I think I tried to go beyond what my software is capable. I have extremely limited woodwind instruments, but what I had in my head was very woodwind inspired so I tried with what I've got. I don't think that was the wisest decision for a competition though (As in, not the best time to experiment). I think I realised that I was unhappy with it quite early on but I persisted, but beind fed up did make me do wierd stuff (like the chromatic bit).

Its funny you should mentioned Greensleeves, after I finished it and listened back I realised the same similarity myself.

So, overall I think you giving it a 4 star is very generous. Thank you. I'll heed your advice for when I next have time to work on some music.

This is an NGADM Round 2 Review.


This is a really captivating piece Jay. I think you did an excellent job with the execution of the theme, especially when you consider your wise choice of instruments. The harp/brass combo was a nice way to introduce the track, while the strings provide that foundation of emotion that sits at the heart of the song. There's definitely a memorable quality to your theme; I found myself humming the portion from 1:23 – 1:36 after I had listened to the song. The transition at 1:51 is well placed, but the cymbal here could be a little louder as it sits just below most of the other instruments. By the way, I enjoyed how you implemented the woodwinds to give off that enchanting story-like quality. Well done!

The overall mix could use some work. The strings, I found, were not as warm and pronounced as they could have been.

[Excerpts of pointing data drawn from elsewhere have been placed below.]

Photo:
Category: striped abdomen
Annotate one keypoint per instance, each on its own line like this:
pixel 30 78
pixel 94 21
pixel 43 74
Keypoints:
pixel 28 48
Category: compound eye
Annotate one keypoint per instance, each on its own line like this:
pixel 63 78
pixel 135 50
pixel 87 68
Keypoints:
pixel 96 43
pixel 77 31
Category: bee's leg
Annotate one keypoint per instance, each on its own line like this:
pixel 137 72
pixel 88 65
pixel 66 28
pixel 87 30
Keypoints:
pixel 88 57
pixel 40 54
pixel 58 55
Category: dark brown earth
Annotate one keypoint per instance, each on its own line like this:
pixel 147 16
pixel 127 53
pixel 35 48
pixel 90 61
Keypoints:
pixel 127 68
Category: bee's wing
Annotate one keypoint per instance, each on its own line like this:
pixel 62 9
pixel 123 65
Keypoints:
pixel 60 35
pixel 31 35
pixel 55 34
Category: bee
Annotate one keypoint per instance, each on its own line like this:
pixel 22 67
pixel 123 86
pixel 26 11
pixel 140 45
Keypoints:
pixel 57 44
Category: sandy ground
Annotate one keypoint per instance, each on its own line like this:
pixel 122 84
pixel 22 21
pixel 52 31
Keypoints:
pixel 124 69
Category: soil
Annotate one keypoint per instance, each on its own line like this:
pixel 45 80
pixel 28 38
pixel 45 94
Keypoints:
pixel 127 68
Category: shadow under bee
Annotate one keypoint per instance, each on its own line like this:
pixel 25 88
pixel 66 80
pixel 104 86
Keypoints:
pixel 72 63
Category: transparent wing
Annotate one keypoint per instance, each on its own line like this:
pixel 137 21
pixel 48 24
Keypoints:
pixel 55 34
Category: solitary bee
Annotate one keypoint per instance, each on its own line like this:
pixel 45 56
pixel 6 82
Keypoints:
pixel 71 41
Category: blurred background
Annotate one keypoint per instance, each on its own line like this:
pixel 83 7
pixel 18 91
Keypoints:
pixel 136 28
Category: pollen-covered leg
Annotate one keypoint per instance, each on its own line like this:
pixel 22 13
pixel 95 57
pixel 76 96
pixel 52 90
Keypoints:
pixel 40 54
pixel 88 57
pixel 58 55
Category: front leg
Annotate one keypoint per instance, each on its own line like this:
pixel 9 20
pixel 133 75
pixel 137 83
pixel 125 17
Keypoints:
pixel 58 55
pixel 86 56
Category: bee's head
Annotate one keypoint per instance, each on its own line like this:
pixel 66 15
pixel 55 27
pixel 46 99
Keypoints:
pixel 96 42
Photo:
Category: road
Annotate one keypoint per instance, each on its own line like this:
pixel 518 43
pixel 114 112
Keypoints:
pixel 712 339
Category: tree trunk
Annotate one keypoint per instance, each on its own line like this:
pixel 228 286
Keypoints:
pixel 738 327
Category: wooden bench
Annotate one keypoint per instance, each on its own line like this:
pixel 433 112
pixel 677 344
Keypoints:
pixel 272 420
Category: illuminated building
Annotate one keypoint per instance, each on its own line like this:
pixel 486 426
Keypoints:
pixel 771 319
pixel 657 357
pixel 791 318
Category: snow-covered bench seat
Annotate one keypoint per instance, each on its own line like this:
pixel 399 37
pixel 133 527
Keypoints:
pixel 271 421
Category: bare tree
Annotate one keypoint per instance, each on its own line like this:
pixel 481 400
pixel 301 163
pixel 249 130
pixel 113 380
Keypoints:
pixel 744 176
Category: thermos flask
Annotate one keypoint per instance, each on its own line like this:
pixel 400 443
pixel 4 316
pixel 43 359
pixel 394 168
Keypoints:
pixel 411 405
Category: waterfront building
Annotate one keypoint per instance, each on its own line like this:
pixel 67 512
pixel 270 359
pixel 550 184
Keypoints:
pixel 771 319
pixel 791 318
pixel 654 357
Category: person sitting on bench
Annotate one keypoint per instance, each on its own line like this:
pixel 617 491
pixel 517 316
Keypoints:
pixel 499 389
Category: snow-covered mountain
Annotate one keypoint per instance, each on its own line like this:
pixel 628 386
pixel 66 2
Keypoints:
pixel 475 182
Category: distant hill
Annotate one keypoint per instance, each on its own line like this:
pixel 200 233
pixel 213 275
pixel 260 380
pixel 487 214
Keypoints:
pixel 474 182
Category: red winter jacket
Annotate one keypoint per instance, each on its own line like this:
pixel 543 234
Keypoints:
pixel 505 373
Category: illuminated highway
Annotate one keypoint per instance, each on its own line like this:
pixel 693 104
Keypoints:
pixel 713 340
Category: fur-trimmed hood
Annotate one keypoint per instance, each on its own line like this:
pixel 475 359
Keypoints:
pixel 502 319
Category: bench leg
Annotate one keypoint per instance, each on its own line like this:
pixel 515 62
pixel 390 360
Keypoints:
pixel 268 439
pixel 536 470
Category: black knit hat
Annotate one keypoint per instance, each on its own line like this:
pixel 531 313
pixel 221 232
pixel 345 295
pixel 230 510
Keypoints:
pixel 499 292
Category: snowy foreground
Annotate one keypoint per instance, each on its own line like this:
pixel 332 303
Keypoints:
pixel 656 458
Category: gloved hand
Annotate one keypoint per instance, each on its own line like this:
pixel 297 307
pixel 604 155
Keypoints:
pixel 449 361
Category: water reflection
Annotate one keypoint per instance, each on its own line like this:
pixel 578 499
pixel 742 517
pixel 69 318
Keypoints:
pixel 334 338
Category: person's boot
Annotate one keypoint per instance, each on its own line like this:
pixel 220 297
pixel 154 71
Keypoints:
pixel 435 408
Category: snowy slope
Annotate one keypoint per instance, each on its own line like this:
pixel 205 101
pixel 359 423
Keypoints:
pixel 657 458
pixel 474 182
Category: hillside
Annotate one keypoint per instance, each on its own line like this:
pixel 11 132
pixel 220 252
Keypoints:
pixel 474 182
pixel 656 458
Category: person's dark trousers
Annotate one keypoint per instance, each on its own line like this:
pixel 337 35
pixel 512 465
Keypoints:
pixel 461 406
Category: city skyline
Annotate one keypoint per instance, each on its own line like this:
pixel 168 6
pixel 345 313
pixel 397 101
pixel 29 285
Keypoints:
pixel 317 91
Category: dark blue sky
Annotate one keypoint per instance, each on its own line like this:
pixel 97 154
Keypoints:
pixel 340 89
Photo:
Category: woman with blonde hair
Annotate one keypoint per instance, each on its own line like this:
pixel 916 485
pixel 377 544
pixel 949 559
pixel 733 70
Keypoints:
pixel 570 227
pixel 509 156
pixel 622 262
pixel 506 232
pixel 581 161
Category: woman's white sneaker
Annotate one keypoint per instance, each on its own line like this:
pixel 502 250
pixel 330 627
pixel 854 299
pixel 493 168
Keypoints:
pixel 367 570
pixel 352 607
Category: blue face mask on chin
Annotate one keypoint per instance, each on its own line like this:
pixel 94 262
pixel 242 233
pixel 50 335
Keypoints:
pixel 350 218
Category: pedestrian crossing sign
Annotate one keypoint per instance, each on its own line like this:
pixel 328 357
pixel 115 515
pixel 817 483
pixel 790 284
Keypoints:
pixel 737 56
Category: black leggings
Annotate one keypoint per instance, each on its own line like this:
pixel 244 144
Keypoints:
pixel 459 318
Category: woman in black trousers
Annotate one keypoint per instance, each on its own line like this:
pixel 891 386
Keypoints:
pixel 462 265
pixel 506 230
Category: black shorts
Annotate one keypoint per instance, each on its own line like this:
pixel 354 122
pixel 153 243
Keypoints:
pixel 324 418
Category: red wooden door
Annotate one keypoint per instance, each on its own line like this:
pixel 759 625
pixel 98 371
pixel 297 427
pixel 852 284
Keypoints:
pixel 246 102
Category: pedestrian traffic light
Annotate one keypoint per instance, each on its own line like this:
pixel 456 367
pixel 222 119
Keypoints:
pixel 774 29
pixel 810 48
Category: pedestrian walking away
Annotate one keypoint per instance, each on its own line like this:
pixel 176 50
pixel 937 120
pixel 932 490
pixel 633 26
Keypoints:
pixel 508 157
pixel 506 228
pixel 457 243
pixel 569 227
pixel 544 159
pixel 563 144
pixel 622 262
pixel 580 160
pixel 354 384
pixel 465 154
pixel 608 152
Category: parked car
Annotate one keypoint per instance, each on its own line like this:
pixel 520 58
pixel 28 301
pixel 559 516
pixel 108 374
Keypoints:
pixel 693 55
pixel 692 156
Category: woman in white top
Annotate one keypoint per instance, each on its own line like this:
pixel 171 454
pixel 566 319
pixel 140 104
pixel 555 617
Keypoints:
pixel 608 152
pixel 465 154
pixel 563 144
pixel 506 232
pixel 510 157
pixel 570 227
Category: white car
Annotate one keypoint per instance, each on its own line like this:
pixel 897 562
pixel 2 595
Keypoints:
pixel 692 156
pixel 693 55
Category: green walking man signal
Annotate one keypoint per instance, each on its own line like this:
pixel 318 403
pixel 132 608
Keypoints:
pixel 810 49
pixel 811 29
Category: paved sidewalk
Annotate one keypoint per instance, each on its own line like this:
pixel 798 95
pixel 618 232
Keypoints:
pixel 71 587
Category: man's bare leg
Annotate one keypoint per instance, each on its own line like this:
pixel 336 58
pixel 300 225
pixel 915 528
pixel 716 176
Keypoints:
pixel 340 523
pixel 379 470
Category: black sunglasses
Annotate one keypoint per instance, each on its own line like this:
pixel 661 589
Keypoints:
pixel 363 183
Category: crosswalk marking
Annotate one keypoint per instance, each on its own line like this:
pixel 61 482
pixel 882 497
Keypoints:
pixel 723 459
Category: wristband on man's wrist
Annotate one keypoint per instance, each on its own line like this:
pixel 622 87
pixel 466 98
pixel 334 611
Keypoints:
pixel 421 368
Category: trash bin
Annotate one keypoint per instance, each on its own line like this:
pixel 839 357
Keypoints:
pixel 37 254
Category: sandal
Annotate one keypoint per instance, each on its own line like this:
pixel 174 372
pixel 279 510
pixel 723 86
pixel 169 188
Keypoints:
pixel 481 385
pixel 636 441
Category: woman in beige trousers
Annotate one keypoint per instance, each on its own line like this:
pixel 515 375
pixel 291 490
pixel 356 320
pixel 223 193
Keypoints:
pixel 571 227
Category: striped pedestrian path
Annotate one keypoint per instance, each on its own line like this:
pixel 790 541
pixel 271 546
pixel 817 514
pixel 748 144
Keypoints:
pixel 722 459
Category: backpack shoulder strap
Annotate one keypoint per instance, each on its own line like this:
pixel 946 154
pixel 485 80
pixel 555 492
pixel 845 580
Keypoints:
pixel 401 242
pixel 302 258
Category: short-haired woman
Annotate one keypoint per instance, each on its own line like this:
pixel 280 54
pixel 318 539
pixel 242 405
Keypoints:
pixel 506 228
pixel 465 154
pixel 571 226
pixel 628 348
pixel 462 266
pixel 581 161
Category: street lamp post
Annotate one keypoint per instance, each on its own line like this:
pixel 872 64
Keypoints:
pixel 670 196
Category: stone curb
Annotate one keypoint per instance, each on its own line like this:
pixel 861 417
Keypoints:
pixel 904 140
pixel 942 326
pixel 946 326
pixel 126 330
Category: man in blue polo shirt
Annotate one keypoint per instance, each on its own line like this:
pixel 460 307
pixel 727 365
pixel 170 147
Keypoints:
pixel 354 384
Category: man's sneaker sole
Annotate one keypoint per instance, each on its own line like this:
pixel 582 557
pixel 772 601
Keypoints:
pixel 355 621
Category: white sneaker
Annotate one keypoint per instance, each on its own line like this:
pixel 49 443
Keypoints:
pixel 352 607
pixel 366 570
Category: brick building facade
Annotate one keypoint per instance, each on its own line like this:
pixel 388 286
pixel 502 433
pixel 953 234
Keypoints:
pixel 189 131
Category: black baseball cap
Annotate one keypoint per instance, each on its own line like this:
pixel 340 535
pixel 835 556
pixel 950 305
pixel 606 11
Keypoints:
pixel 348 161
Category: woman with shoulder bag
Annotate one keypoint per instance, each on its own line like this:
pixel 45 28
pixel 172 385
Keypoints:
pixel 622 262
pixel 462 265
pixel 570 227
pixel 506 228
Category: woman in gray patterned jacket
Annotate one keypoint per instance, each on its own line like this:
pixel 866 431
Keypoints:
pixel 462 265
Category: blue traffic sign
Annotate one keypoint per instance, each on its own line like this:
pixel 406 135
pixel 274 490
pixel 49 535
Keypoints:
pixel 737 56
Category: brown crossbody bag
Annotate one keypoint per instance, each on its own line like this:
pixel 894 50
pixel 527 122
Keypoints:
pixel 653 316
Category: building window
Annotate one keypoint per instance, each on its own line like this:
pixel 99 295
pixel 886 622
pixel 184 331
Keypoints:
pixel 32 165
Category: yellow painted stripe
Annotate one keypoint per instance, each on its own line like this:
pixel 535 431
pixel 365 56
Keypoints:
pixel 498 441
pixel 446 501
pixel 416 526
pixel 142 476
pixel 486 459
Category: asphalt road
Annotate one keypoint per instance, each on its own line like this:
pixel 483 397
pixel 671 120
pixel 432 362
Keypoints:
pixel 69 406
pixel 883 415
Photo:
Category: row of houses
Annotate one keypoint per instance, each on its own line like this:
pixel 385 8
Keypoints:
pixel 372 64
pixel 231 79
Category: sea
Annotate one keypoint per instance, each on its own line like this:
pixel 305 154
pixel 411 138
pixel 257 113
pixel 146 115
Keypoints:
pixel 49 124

The brass suffers from this as well as the choirs. The conclusion of the song was a little bland, and I feel it could have gone in a very different direction. It simply fades and then cuts out immediately. I understand that this fits well with the idea of the man passing away, but musically it doesn't quite work...mostly because it trails off from such a wonderful section to abruptness.

I appreciate the description you wrote for the song, it definitely added a great deal of depth to the overall theme of the song. Keep it up my friend! :)

Score: 8.25/10

Jay-Turner responds:

Thank you! It is flattering that you remembered my theme. I see what you mean about the cymbal. I generally feel that it is quite poorly mixed overall.

I agree very much with the sound of the instruments. I was really trying to push a sound that my VSTs weren't really capable of and I think that was a poor decision on my part (When I could have stuck to what I know sounds good in my library, I guess a contest isn't the best time to experiment, d'oh!).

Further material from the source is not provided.